Person holding a bunch of bananas and flashing shaka
Kristen Decoito

They made quick work of chopping down the banana trees and reducing them to mulch, before washing, drying and packing the fruit at the college’s 3-acre farm Mauliola (thriving or healthy) and then loading it into their van for delivery in Hilo.

“It’s been actually life changing to have a program in which you’re hands-on every single day,” said student Kristen Decoito.

Since 2023, Hawaiʻi CC has donated more than 1,000 lbs of fresh produce from Mauliola to the Hawaiʻi Food Basket.

“Our mission is to end hunger in Hawaiʻi County on Hawaiʻi Island,” said Enola Kaneta, director of operations for Hawaiʻi Food Basket. “Hawaiʻi Community College actually helps us to do that by providing fresh produce and vegetables to our community members.”

Feeding hungry families

Students washing produce
Students prepare produce for transport

In 2021, the college finalized a four-year agreement with landowner Honua Ola Bioenergy to farm and teach agriculture at Mauliola, as long as 90% of the food produced there goes to feed hungry families. The land the college has cleared—armed with weed wackers and lots of sweat equity—stands in stark contrast to the tall grasses and trees surrounding the farm.

“To have a project this big—three acres, 40 ʻulu (breadfruit) trees, maybe 60 banana trees in the ground—is kind of unprecedented for a small program like ours,” said Assistant Professor Lew Nakamura.

Kaneta said, “A lot of our emergency food customers actually come up daily for us and they love to have fresh produce that they can actually then go home and give their families and their keiki.”

Nakamura is excited to be able to train more students who can grow food for the community and teach others to do it, too.

“Where there is hunger, we need farmers. We need people to feed the community, and it’s good because we know if it’s grown here that it’s healthy, that it’s sustainable, and we know exactly the source of which it came from,” said Decoito, who will graduate with her associate’s degree in May and plans to pursue a teaching degree.

Theft blunts impact

Nakamura said there will be even more impact next year when the ʻulu starts to ripen. However, recurring agricultural theft is already blunting Mauliola’s impact.

“We’ve had probably over 300 pounds, or at least 30 bunches of bananas, stolen from us from this parcel,” he said. “Big problem—people taking food away from people who actually need it.”

It’s a problem harming other farmers across the island. Nakamura said he is reaching out to the community to report any agricultural thefts they may witness.

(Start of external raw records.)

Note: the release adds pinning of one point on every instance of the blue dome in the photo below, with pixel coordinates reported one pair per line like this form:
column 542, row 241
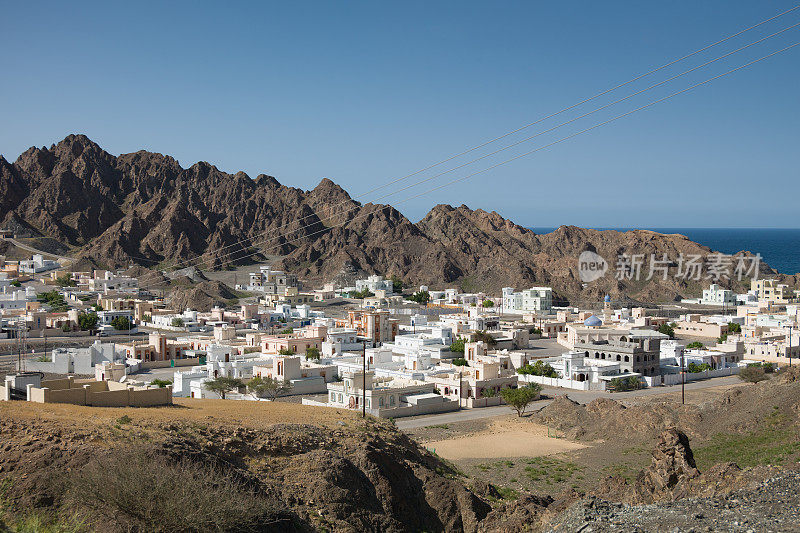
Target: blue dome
column 593, row 321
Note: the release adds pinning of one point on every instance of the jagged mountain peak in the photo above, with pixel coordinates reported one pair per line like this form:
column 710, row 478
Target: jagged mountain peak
column 143, row 204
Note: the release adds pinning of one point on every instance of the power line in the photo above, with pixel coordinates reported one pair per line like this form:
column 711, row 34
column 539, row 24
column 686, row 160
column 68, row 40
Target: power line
column 242, row 242
column 530, row 151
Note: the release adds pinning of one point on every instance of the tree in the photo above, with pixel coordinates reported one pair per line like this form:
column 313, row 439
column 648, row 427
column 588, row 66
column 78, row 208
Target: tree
column 121, row 323
column 624, row 384
column 667, row 329
column 421, row 297
column 54, row 300
column 752, row 374
column 539, row 368
column 223, row 385
column 694, row 368
column 520, row 398
column 65, row 280
column 268, row 387
column 313, row 353
column 364, row 293
column 489, row 392
column 457, row 346
column 87, row 321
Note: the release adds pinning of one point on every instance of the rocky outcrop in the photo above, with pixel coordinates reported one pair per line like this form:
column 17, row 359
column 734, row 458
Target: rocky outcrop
column 671, row 470
column 357, row 476
column 145, row 208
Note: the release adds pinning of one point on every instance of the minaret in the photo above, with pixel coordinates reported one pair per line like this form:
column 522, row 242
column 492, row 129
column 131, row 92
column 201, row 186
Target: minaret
column 608, row 312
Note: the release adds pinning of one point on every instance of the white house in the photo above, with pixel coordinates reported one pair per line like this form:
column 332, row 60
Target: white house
column 375, row 283
column 535, row 299
column 716, row 295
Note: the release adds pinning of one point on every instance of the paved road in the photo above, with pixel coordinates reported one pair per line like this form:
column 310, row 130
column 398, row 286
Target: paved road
column 583, row 397
column 35, row 251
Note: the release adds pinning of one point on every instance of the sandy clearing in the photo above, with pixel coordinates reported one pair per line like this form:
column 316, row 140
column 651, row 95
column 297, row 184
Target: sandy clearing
column 503, row 440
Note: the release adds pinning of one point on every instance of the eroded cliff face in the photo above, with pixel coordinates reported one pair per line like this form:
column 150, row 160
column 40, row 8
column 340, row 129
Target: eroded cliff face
column 145, row 208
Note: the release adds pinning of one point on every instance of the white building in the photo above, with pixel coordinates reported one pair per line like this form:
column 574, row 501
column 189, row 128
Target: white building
column 385, row 397
column 375, row 283
column 535, row 299
column 37, row 264
column 18, row 299
column 716, row 295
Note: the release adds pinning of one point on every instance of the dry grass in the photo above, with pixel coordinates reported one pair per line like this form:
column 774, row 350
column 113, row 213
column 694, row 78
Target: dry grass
column 508, row 437
column 254, row 415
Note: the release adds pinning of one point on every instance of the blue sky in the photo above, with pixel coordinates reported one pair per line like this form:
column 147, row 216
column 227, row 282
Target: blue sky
column 366, row 92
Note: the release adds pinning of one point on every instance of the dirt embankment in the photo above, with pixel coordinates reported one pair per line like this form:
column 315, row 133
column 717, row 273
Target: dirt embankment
column 336, row 472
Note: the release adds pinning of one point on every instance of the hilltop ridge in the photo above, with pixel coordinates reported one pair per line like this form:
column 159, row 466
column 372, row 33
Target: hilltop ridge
column 145, row 208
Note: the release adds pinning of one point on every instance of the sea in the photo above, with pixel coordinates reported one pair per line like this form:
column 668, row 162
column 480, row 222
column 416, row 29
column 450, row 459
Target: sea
column 779, row 247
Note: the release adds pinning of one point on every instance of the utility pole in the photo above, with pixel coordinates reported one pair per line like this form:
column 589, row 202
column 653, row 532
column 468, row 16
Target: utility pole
column 364, row 379
column 683, row 382
column 460, row 389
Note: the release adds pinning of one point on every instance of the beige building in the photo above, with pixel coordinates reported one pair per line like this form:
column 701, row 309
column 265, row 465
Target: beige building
column 770, row 291
column 98, row 393
column 694, row 327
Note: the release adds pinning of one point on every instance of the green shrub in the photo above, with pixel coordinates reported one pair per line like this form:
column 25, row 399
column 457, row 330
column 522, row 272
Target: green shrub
column 421, row 297
column 141, row 491
column 694, row 368
column 538, row 368
column 457, row 346
column 521, row 397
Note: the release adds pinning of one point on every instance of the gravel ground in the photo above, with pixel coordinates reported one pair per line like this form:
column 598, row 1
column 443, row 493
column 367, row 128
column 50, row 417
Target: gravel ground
column 772, row 506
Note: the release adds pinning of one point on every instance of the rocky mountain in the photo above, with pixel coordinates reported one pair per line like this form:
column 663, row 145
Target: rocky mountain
column 144, row 208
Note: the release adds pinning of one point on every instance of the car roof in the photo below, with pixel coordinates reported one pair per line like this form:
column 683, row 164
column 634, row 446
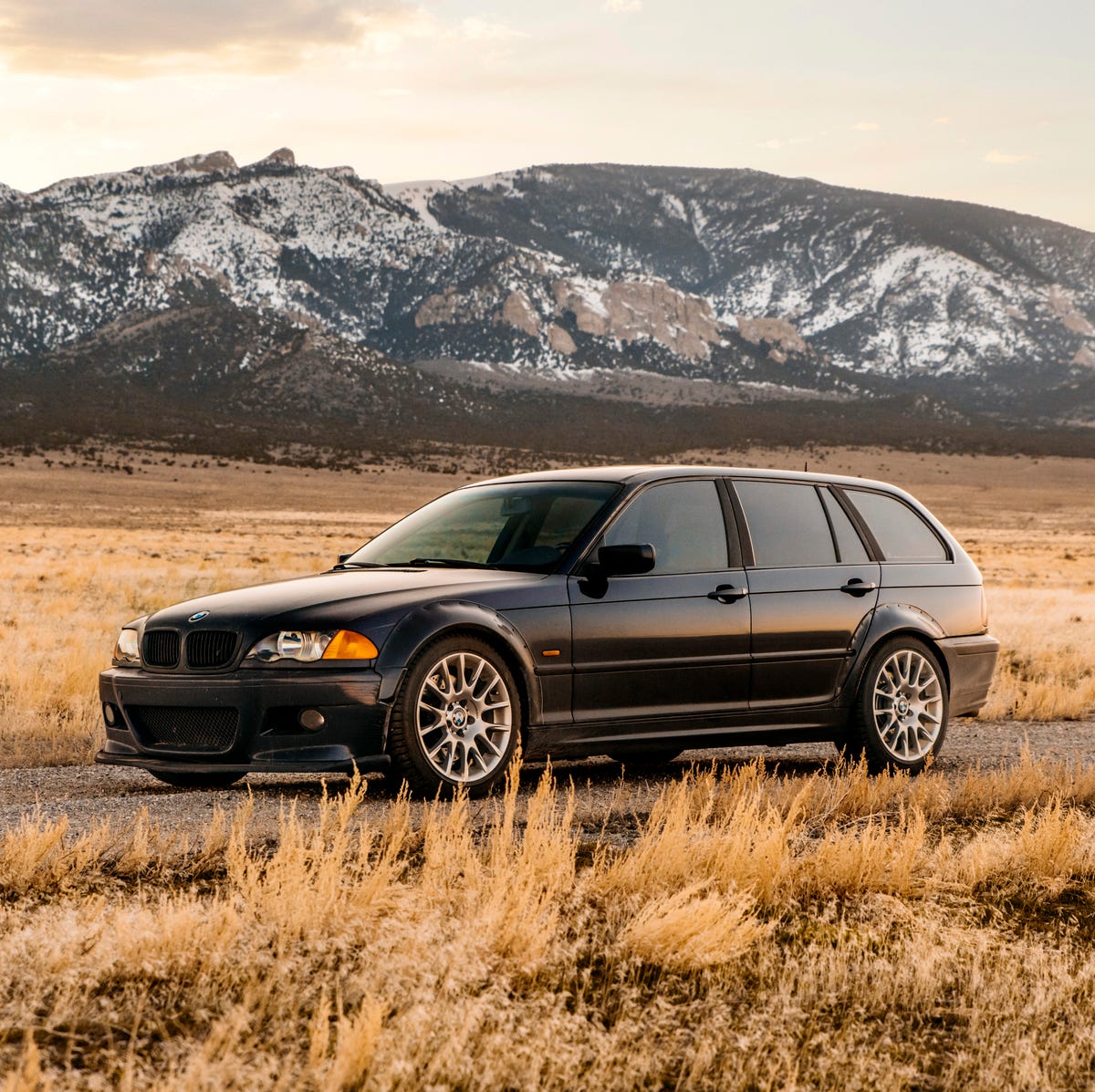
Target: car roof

Person beside boxes of bananas and other fruits
Food Basket

In the meantime, Hawaiʻi CC will be doing its part to produce the farmers the state needs, such as first year student David Marquis, who proudly posed with a heavy stalk of bananas he had just chopped down with a machete.

Marquis said, “I hope to start a small farm and become food sufficient and help other people too to obtain self sufficiency in food.”

Decoito added, “I just want people to understand that food is a very critical topic here in Hawaiʻi, and without farmers, we’re going to have a lot more problems in the future.”